Click each card above to expand details
The final stage integrates all upstream outputs (video metadata, comment trees, speaker-labeled transcripts, and 40+ columns of NLP predictions) into a normalized PostgreSQL database with six tables. The schema is designed for analytical flexibility: a single SQL query can join a video’s metadata (views, likes, upload date, political orientation) with the sentence-level NLP annotations of its transcript and the NER entities mentioned by each speaker. The database currently holds over 15 million sentence-level rows and supports the interactive dashboards on this website.

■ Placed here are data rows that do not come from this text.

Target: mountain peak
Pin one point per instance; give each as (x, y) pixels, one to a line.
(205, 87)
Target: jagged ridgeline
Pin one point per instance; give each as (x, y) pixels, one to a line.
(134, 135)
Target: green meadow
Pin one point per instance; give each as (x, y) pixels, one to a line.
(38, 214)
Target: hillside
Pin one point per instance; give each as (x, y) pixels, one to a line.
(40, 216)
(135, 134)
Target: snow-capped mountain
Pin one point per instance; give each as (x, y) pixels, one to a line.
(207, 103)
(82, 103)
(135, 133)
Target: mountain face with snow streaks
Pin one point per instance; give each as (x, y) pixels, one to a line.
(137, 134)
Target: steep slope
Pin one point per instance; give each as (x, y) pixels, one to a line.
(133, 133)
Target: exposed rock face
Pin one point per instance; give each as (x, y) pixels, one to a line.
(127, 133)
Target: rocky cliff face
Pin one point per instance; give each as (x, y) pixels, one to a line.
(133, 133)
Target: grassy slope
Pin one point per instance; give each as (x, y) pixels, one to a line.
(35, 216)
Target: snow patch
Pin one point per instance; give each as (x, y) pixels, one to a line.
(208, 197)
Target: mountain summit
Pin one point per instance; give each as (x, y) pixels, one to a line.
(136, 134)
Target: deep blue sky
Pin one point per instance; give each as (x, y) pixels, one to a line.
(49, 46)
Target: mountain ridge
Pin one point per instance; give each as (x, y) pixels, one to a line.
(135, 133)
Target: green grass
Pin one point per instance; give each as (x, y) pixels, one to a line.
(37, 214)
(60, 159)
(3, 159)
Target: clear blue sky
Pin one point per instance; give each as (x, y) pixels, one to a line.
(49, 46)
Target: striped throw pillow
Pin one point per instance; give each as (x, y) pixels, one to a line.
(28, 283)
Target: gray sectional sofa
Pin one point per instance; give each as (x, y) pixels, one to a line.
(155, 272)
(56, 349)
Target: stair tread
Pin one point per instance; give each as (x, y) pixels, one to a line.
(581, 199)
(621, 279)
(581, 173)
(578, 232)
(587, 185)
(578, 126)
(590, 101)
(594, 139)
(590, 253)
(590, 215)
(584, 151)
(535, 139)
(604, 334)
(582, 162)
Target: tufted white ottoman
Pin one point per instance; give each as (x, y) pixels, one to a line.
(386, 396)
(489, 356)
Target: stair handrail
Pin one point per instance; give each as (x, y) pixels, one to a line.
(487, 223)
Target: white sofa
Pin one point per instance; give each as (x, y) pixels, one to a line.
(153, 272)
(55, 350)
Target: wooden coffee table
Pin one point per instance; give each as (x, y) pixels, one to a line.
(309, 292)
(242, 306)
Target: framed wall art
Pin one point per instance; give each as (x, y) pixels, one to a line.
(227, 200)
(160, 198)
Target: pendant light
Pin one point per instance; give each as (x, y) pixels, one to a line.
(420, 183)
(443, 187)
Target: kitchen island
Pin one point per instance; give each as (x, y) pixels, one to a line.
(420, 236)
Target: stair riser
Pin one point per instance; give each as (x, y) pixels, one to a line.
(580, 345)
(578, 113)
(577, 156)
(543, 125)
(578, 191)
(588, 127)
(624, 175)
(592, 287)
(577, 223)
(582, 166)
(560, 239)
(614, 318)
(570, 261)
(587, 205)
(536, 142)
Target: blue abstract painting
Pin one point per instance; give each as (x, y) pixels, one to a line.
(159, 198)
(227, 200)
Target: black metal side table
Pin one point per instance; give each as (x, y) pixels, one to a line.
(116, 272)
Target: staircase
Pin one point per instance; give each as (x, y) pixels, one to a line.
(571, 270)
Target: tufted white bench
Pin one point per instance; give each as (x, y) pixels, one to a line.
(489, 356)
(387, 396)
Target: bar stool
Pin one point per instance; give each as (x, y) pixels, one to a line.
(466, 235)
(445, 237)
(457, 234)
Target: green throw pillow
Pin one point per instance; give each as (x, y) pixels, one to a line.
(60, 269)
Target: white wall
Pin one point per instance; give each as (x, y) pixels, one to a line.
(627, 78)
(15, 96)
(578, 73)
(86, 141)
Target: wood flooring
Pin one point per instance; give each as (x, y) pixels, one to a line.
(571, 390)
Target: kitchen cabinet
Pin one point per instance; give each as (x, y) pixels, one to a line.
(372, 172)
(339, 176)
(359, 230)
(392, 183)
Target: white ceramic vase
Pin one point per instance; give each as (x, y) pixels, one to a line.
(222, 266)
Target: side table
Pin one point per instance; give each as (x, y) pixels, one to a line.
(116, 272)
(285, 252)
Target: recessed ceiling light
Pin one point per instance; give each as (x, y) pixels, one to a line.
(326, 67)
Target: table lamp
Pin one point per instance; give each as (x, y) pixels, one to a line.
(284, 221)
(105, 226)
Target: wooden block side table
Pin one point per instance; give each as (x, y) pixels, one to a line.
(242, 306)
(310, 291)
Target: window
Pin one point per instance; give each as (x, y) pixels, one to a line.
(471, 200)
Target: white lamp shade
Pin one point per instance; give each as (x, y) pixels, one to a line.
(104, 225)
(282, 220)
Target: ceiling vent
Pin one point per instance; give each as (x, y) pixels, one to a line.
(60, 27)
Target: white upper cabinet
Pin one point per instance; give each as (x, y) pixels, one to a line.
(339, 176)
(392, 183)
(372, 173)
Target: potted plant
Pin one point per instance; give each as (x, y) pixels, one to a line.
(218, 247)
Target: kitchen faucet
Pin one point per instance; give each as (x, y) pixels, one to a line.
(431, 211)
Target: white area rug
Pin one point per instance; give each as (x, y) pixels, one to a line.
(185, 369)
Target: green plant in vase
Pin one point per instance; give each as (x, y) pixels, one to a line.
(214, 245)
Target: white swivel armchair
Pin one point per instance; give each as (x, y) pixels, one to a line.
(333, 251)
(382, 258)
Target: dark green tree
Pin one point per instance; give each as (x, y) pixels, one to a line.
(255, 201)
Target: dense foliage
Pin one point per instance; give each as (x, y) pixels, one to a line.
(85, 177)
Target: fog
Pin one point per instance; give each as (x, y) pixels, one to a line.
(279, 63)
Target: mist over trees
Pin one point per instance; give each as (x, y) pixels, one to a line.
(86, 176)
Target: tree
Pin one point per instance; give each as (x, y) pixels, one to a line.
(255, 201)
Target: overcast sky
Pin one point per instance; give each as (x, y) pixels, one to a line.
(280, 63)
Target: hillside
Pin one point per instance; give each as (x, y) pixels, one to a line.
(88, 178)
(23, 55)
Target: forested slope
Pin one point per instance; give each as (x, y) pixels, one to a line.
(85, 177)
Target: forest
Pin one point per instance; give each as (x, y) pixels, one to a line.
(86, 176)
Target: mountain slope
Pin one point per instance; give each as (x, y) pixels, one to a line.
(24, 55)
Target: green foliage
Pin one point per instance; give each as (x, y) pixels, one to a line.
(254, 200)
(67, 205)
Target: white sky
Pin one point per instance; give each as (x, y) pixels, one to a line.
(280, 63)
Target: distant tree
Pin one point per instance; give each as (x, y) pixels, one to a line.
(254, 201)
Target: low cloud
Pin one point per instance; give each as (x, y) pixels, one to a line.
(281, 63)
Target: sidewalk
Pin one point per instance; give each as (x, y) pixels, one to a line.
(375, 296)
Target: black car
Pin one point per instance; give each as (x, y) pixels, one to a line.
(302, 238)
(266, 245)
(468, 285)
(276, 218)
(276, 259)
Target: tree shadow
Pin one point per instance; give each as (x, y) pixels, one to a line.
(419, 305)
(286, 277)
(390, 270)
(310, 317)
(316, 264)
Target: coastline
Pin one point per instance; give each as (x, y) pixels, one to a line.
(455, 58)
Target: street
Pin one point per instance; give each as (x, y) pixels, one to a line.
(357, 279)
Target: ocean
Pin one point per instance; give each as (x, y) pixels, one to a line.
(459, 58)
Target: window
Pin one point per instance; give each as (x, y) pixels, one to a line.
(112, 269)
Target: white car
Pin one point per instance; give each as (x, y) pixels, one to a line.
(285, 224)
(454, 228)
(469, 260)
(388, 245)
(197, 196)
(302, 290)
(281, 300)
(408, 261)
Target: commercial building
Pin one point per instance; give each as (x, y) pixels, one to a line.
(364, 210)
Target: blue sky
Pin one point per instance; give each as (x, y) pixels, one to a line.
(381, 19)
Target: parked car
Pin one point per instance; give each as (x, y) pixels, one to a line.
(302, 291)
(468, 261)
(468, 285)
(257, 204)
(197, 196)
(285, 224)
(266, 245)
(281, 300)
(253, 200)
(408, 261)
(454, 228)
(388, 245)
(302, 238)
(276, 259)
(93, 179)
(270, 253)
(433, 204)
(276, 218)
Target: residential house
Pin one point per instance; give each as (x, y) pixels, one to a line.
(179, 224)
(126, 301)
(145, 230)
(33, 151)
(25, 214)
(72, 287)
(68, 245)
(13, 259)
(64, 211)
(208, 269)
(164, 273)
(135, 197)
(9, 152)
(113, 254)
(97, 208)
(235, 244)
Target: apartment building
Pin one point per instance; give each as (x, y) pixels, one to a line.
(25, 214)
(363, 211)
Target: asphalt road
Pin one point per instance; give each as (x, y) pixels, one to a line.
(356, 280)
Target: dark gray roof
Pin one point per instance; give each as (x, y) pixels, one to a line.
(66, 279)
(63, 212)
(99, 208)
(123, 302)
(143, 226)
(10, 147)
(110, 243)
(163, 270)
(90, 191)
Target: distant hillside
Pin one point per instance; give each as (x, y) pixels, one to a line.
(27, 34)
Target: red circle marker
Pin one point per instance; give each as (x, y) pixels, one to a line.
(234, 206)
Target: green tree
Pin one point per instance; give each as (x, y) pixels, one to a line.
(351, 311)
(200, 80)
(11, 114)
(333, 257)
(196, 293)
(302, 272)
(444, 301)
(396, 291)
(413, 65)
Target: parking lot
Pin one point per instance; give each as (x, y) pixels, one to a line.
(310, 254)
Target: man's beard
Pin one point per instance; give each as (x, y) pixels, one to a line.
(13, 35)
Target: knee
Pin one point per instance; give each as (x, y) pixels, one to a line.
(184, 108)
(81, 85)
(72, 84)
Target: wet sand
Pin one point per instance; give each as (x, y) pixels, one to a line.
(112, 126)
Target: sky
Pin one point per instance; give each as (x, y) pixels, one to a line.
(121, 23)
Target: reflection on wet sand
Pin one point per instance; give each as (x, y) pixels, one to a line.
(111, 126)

Beyond storage, this stage performs two major analytical enrichments. Named Entity Recognition (NER) uses a fine-tuned CamemBERT NER model combined with spaCy’s pipeline to extract persons (PER), organizations (ORG), and locations (LOC) at the sentence level across both transcripts and comments. Entities are stored as JSONB arrays, enabling efficient full-text and JSON path queries. Co-occurrence network analysis then maps relationships between the most frequently mentioned entities using NetworkX and iGraph, with community detection via the Leiden algorithm revealing clusters of co-mentioned figures and institutions. Finally, OLS regression models examine how discourse features (ideology scores, hate speech prevalence, entity mentions) predict audience engagement metrics.
Concrete Example
From Entity Extraction to Engagement Modeling
NER processing on a single far-right channel’s 800 video transcripts extracts 12,400 unique person mentions, 3,200 organization mentions, and 2,100 location mentions. The co-occurrence network for this channel reveals a dense cluster around political figures frequently discussed together (e.g., Emmanuel Macron, Marine Le Pen, Éric Zemmour), connected by an edge weight proportional to how often they appear in the same sentence. Leiden community detection identifies 7 thematic clusters. An OLS regression then shows that videos with above-median mentions of "immigration + security" entities receive 23% more views than the channel average (p < 0.01), while "scientific rhetoric" mentions have no significant effect on engagement.
Tools Used
Database Schema
Six tables in a normalized relational schema, from raw metadata to sentence-level NLP annotations.
| # | Table | Description | Scale |
|---|---|---|---|
| 1 | videos | One row per video: ID, channel metadata, views, likes, comments, tags, duration, upload date, political orientation, country, gender. | 26,396 rows |
| 2 | comments | All comments with author info, like counts, timestamps, nested reply structure, and JSONB analysis column. | 9.6M+ rows |
| 3 | video_transcripts | Full diarized transcripts with speaker labels and cleaned text versions. | 28,121 rows |
| 4 | transcription_speakers | Individual speaker segments from diarization, ordered by position within each video. | 1,021,611 rows |
| 5 | comments_processed | Sentence-level tokenized comments with NER entities (PER, ORG, LOC) and ML prediction columns. | 15.3M+ rows |
| 6 | transcription_speakers_processed | Sentence-level speaker segments with NER extraction and full annotation suite. | 4.8M+ rows |
Continuous Observatory
The database is continuously updated: channel scanning, video transcription and annotation, comment extraction, metadata updates (views, likes, subscribers). Each scan produces a longitudinal history accessible via the API.